- Ferrari lançou o Luce, seu primeiro veículo elétrico, gerando críticas online, investidores e até autoridades.
- O carro custa US$ 640 mil, é o primeiro modelo Ferrari com cinco lugares e não tem o perfil tradicional da marca.
- As ações da Ferrari caíram cerca de 8% no dia seguinte ao lançamento, após memes e críticas ao design.
- Personalidades e ex-dirigentes questionaram a identidade da marca, com comentários como que o Luce “destrói a lenda” e que o carro não parece Ferrari.

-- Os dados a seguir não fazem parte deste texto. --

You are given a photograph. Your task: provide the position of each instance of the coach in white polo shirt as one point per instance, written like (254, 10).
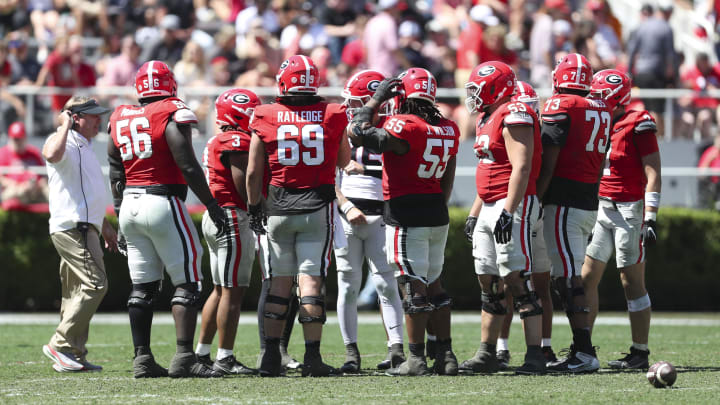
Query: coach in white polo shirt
(78, 197)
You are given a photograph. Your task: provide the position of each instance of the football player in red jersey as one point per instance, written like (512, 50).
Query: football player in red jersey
(152, 163)
(419, 147)
(231, 255)
(629, 199)
(575, 136)
(359, 193)
(507, 142)
(302, 138)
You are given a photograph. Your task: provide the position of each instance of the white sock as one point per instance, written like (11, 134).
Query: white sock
(202, 349)
(348, 288)
(640, 346)
(222, 353)
(391, 305)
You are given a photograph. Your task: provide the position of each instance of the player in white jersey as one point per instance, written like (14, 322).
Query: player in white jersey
(359, 194)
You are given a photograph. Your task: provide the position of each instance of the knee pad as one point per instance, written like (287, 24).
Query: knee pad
(639, 304)
(441, 300)
(187, 295)
(313, 300)
(570, 307)
(493, 303)
(411, 303)
(528, 299)
(142, 295)
(278, 300)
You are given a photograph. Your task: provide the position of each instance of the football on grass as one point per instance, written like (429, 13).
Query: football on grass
(662, 374)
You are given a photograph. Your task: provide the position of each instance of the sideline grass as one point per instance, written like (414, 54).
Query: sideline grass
(26, 375)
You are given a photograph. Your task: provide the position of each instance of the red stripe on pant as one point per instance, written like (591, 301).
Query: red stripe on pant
(396, 251)
(238, 243)
(563, 258)
(181, 214)
(522, 233)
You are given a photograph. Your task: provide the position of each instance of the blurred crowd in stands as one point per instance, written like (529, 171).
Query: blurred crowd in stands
(85, 43)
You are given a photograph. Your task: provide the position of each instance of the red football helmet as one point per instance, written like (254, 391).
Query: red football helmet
(235, 108)
(488, 83)
(611, 86)
(362, 85)
(155, 79)
(16, 130)
(298, 74)
(526, 94)
(418, 83)
(572, 72)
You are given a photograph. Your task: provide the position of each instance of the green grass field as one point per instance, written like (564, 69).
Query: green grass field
(26, 375)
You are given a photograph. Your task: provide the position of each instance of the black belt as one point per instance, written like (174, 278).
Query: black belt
(166, 190)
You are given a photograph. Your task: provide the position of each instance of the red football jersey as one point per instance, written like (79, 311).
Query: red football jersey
(301, 142)
(138, 131)
(493, 171)
(633, 137)
(420, 170)
(219, 177)
(587, 139)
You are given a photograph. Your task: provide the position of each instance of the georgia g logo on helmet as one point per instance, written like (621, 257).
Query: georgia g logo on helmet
(240, 98)
(614, 79)
(486, 71)
(373, 85)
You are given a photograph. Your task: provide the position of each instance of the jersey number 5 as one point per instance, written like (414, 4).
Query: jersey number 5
(139, 142)
(435, 163)
(599, 119)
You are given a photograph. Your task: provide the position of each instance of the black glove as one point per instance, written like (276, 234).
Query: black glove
(503, 228)
(470, 227)
(650, 232)
(217, 215)
(122, 244)
(387, 89)
(257, 219)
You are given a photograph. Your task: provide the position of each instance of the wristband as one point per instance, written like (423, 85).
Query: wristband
(346, 207)
(652, 199)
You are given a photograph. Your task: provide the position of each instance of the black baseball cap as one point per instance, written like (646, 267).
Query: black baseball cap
(89, 107)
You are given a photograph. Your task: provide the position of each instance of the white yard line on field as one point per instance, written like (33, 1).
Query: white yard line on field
(248, 318)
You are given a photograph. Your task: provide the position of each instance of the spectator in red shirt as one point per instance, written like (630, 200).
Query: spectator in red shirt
(701, 110)
(709, 187)
(21, 186)
(65, 68)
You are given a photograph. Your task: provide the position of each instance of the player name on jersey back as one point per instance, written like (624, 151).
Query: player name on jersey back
(300, 116)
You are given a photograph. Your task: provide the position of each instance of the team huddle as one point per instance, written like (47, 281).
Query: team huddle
(300, 179)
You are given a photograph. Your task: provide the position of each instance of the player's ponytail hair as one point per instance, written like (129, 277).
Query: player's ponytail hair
(423, 109)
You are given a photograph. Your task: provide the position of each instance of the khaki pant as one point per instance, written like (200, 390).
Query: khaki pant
(84, 284)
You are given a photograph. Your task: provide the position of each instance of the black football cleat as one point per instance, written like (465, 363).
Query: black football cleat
(635, 360)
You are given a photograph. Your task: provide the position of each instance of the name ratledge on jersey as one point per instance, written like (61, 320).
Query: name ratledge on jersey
(587, 137)
(493, 171)
(138, 131)
(420, 170)
(633, 137)
(219, 175)
(301, 142)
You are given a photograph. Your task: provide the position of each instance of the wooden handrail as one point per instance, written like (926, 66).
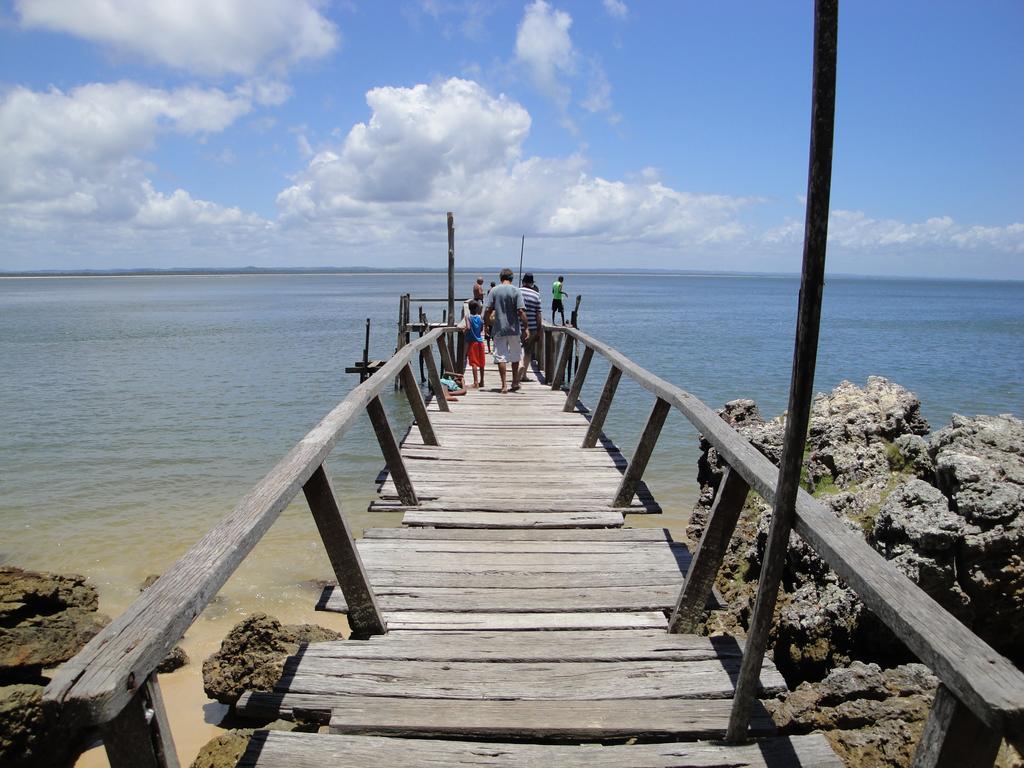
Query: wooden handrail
(983, 680)
(104, 676)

- A equipe de Ferrari defende o preço como pagamento pela inovação, enquanto especialistas apontam que o Luce pode atrair compradores mais jovens ou novos clientes para a marca.
Ferrari lançou o Luce, seu primeiro veículo 100% elétrico, gerando grande expectativa e críticas. O lançamento contou com a presença de autoridades italianas, incluindo o presidente Sergio Mattarella, que participou da apresentação oficial. O modelo é o mais ousado da marca, desenhado por Sir Jony Ive.
O Luce, cuja palavra italiana significa luz, é um SUV de cinco lugares com acelerção de 0 a 96 km/h em cerca de 2,5 segundos e velocidade máxima acima de 190 mph. O design, contudo, foi alvo de forte repercussão negativa entre fãs e analistas, que destacam a aparência não tradicional para a marca.
A repercussão se agravou após a apresentação: as ações da Ferrari chegaram a recuar cerca de 8% no dia seguinte. Investidores e críticos apontam que o carro pode não manter o ícone de esportivo que a Ferrari representa. Prefeitos, empresários e especialistas também comentaram o caso.
Reação pública e empresarial
Diversos especialistas veem o Luce como um marco que desafia a identidade da Ferrari. Um ex-presidente da empresa questionou se o modelo não compromete a imagem da marca. Outros analistas destacam o preço elevado e a aposta em inovação como justificativas para o custo.
Críticas por design também chegaram de fontes do setor. Alguns apontam que o Luce não parece um Ferrari tradicional, enquanto outros elogiam o interior. Especialistas em sustentabilidade ressaltam que o preço pode limitar o público-alvo, mesmo com interesse inicial de compradores.
A posição da Ferrari envolve ainda o contexto da indústria, que mira a China como mercado estratégico. O país tem forte concorrência de fabricantes locais, com cadeias de suprimentos que reduzem custos e subsidiações que estimulam a inovação.